Flynt speaks slowly, with a drawl compounding the difficulty of catching his words, words produced with evident effort. He speaks with precision and considerable good humor, almost as amusingly as does the presenter, Thane Rosenbaum, whose questions to all on the panel are marked by fierce intelligence and insight, as neutral as one could hope, providing wide latitude for intelligent response from his guests and legal experts.

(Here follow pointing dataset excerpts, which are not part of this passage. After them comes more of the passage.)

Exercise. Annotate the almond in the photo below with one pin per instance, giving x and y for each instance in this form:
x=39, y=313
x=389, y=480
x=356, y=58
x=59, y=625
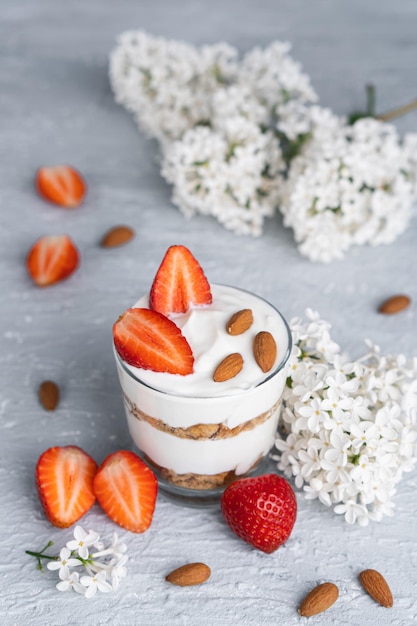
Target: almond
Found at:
x=190, y=574
x=49, y=395
x=228, y=368
x=319, y=599
x=117, y=236
x=395, y=304
x=375, y=584
x=265, y=350
x=240, y=322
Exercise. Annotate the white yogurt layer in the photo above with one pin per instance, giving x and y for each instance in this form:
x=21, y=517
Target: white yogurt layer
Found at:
x=184, y=401
x=205, y=330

The audience reaction, predictably, is naughty-child sniggering and supportive applause.

Rosenbaum shows clips from the Woody Harrelson eponymous film of Flynt’s life, various excerpts from courtroom proceedings, and grainy tape of Flynt over the years in key moments.

We learn nothing much we did not already know, except to see that despite his reputation as a pornographer, Flynt is honest, and condemns abuse of children in pornography or elsewhere, and has the grace to express doubt in such cases as Edward Snowden -- and Bradley Manning’s -- purloined revelations as to ongoing, unacceptable NSA surveillance. Such issues are not totally black or white, he allows. Questions from the audience produced more interesting discussion in a sense than did the packaged Floyd Abrams defenses, or the complicated legal tangles discussed at length by Jeff Daichman. He also could not fault the Supreme Court for green-lighting the strange and repulsive Westboro Baptist fringe group that attacks and curses families of soldiers being buried with outlandish signs and pronouncements. He repeated, correctly, that freedom of speech does not mean just the speech with which we agree.

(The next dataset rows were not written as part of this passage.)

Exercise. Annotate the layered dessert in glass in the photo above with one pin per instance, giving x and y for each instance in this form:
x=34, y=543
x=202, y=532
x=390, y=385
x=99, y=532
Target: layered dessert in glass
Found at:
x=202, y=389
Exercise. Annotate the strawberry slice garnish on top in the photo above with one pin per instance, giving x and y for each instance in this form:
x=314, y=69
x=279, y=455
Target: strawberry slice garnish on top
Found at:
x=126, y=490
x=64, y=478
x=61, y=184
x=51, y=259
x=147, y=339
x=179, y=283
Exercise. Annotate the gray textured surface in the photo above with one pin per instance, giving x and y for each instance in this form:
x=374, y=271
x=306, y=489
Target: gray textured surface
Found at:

One could see that Flynt had been on panels like this hundreds of times, and he was ready with witty rejoinders for most questions. As to why he ‘hated’ Falwell, despite touring around the country as half of a debate format, religion vs. porn rights, Flynt brought out the old chestnut he has been cracking for decades: “He [Falwell] beat me daily, like a drum. He’s a hypocrite, interested in money.” Most prominently, the reason he focused on sex, he avers, is that he “never understood why one could focus on the obscenity of war” in film, print and media, yet the depiction of “two people making love was somehow deemed unacceptable.”

Asked whether Falwell ever attacked Hugh Hefner of Playboy, or Bob Guccione of Penthouse, both publishers of notably erotic and highly sexed publications during the same time as Hustler plied its controversial wares, Flynt wanly peered at Rosenbaum, smiled thinly and shook his head.

In the VIP room before the start of the event, some two dozen of us were able to speak with Flynt and, if we chose, to snap his picture. He was affable and pleasant. One would not, looking at him in his shiny tech wheelchair, think this man had provoked so much ruckus and outrage over the years. Without Flynt v. Jerry Falwell, the panel agreed, The Wolf of Wall Street would probably never have gotten produced. Let alone warranted just an R, not the XXX it would've been burdened with years ago. But most people did not applaud the endless scroll of indelicacy blared over the three-hour spill of that screed for drugs, danger, and debauchery, even given the advanced sophistication we are supposed to flaunt.

Have we gained all that much, one wonders, from stained trench-coat precincts of the old sex-dredged fleabag-houses to the excesses and unmitigated unpleasantness heavy-pedaled in Wolf? Are we all that much better off now?

As the audience filed out, several hours after the panel began, Rosenbaum spoke the words that showed how “far” we have come since Flynt's public condemnation. “Thank you for gracing us here, Mr. Flynt. You are a freedom icon.”